I definitely did not invent knitalongs, but I am good at hosting them. A knitalong traditionally is when someone - often a pattern designer - says hey, let’s all knit this at the same time and compare notes. In 2014, a good friend and I decided to knit a cardigan together. I invited my readers to join in through my blog. By the time the official start date rolled around, I had turned it into a major blog event with a panel of prominent knitters each knitting the same sweater in a different way, an Instagram event with the hashtag #fringeandfriendsknitalong, and it also made a splash on Ravelry, the social network for knitters. (Millions of them - we are legion!)
I’ve now done the “FAFKAL” (as we call it for short) three years in a row, and it’s a bigger draw every year. The #fringeandfriendsKAL2016 was based on knitting a sweater without a pattern, with hundreds of knitters from all over the world rising to the challenge and me as both cheerleader and coach. It was one of the best experiences of my life - I learned at least as much as I taught - and all of those knitters will tell you the same.

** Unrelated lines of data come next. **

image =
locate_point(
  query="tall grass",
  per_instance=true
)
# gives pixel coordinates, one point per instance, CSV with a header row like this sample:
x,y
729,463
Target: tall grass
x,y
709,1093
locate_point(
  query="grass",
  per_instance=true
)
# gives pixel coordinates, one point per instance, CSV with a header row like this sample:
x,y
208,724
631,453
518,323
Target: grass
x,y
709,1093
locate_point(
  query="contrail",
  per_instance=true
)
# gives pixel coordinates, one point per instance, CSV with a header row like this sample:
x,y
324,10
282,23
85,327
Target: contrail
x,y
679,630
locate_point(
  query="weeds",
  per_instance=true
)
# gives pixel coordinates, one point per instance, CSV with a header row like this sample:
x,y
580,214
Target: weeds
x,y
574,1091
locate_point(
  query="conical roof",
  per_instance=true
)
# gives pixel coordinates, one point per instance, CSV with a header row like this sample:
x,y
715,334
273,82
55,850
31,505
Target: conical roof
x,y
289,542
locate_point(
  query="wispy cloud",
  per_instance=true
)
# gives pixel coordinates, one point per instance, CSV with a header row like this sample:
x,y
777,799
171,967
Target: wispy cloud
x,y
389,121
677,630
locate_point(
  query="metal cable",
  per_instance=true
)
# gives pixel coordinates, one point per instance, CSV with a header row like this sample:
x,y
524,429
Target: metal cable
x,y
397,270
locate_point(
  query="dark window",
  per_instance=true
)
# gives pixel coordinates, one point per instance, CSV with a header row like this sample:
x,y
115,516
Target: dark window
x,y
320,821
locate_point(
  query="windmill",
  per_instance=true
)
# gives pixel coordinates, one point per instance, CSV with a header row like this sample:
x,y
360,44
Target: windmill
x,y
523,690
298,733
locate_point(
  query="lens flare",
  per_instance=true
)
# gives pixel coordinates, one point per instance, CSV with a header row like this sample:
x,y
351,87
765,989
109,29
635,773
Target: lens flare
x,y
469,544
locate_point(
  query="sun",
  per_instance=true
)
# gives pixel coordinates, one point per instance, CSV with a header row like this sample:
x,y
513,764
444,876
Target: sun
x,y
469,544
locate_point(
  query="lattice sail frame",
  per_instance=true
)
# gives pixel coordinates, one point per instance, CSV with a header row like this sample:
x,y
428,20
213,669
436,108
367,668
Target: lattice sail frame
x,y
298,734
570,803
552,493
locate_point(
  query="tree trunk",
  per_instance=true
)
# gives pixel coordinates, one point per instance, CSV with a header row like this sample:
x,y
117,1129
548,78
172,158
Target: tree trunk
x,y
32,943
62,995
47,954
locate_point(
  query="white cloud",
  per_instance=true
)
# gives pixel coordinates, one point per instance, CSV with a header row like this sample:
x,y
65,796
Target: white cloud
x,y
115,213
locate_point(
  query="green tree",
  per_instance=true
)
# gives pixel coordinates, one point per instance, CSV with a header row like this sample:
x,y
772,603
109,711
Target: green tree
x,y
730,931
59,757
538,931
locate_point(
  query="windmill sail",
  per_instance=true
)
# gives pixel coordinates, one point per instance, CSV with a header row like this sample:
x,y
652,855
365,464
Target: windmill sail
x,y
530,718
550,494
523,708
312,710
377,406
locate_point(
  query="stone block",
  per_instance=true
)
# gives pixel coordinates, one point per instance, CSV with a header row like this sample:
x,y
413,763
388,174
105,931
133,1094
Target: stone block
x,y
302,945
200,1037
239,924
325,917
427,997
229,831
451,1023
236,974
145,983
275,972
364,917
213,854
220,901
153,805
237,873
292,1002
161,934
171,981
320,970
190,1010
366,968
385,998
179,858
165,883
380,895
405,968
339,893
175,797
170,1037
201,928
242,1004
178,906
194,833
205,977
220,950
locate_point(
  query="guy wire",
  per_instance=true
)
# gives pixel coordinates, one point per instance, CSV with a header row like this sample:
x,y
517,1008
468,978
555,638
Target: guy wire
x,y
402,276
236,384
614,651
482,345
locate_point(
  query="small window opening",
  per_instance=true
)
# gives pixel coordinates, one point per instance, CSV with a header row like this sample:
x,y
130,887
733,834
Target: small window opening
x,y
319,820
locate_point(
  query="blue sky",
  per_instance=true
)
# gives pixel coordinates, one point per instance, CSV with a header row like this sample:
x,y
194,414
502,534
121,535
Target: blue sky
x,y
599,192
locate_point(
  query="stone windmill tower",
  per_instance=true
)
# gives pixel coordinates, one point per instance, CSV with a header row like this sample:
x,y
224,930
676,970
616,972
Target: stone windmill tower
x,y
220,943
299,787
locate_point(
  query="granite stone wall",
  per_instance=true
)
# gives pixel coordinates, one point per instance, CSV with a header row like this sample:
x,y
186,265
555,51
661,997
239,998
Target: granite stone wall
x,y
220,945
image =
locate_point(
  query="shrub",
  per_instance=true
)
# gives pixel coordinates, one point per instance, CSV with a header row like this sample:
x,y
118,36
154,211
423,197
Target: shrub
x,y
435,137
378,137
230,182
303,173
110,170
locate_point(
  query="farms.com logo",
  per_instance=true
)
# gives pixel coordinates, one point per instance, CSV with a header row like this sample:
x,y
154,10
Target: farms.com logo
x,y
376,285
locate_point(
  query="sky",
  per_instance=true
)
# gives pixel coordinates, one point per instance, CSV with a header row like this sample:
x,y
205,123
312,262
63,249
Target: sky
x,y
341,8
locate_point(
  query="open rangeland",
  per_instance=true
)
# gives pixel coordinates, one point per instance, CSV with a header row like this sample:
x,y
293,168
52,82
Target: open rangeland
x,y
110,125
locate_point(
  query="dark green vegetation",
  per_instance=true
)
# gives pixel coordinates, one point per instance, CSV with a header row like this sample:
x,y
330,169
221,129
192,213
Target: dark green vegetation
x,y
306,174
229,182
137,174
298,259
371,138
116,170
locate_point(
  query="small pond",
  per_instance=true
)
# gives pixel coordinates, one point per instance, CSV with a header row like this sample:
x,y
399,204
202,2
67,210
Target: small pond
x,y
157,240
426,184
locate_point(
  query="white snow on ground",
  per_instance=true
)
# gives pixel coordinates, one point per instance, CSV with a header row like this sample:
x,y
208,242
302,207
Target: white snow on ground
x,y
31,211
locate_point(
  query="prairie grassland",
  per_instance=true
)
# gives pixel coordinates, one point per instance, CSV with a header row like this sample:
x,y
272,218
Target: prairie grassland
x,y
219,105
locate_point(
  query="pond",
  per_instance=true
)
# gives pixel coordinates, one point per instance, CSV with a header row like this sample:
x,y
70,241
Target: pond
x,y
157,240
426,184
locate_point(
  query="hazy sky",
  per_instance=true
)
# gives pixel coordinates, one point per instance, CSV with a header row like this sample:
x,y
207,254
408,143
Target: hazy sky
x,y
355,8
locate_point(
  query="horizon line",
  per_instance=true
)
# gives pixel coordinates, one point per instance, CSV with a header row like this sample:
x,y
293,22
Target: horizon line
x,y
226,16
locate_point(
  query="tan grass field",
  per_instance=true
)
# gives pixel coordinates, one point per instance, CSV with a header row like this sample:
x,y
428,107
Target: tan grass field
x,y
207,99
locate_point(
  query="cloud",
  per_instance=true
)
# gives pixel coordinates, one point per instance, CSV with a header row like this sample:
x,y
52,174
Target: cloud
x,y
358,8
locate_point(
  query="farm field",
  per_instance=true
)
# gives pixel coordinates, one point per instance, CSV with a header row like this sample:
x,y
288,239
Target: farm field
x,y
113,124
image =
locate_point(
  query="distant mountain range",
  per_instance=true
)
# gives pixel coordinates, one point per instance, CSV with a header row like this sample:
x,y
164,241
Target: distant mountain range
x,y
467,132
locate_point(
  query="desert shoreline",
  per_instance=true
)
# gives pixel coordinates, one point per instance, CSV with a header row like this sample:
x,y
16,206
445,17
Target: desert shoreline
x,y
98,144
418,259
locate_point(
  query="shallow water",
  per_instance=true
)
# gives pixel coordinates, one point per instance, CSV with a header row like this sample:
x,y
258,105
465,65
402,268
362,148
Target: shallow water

The slow fashion movement goes hand-in-hand with handmade wardrobe culture. I'll grossly oversimplify here, but the slow fashion movement is the avoidance of slave-labor chain-store clothes and the environmental disaster of the fashion industry. There’s an online event shared through Instagram and blogs called Me Made May that I became aware of when I first starting knitting. What began as a laudable effort to get sewers to take a hard look at how often they actually wear the things they make had turned into something of a selfie parade, with some people attempting to photograph their outfits every day for the month without repeating any looks, racing to see how much they could make, and so on.
For me, that element of it highlighted the fact that making can be just as wasteful as shopping. And it also sort of left out us knitters! So in 2015 I proposed a month for the community to focus on slow fashion. We would make and buy less, wear things longer, adopt and mend vintage pieces, and buy smaller quantities of materials from ethical sources.
I steer things from my blog and the @slowfashionoctober account on Instagram, providing some framework for the discussion and highlighting the best of the event. We’re in our second #slowfashionoctober right now, and as with last year, the meatiness of the discussion is incredible. Just like with the FAFKAL, I’m endlessly inspired by this community and so honored to play my role in it.
Does it seem ill-advised for a retailer to run an event about buying less - especially right before the holidays? Yes. But most of how I run my business is contrary to what any MBA would recommend. I don’t discount. Nothing ends in .99. I don’t have a lot of turnover in my offerings. I introduce new things rarely and stock them for years. My business isn’t built on traditional selling tactics. It’s built on the trust my community has in me to make and sell things that are worth having.
Photo by Kathy Cadigan
I literally don’t know how I would have a business if I didn’t have my blog and the community I’ve both joined and fostered. If I had to choose between Fringe Supply Co. (my shop) and Fringe Association (my blog), I would choose the blog. Although thankfully I don’t have to! To be simply an online retailer, without the human connection, just isn’t the job for me. My peace of mind comes from the bottom line, certainly. But my job satisfaction comes from the community.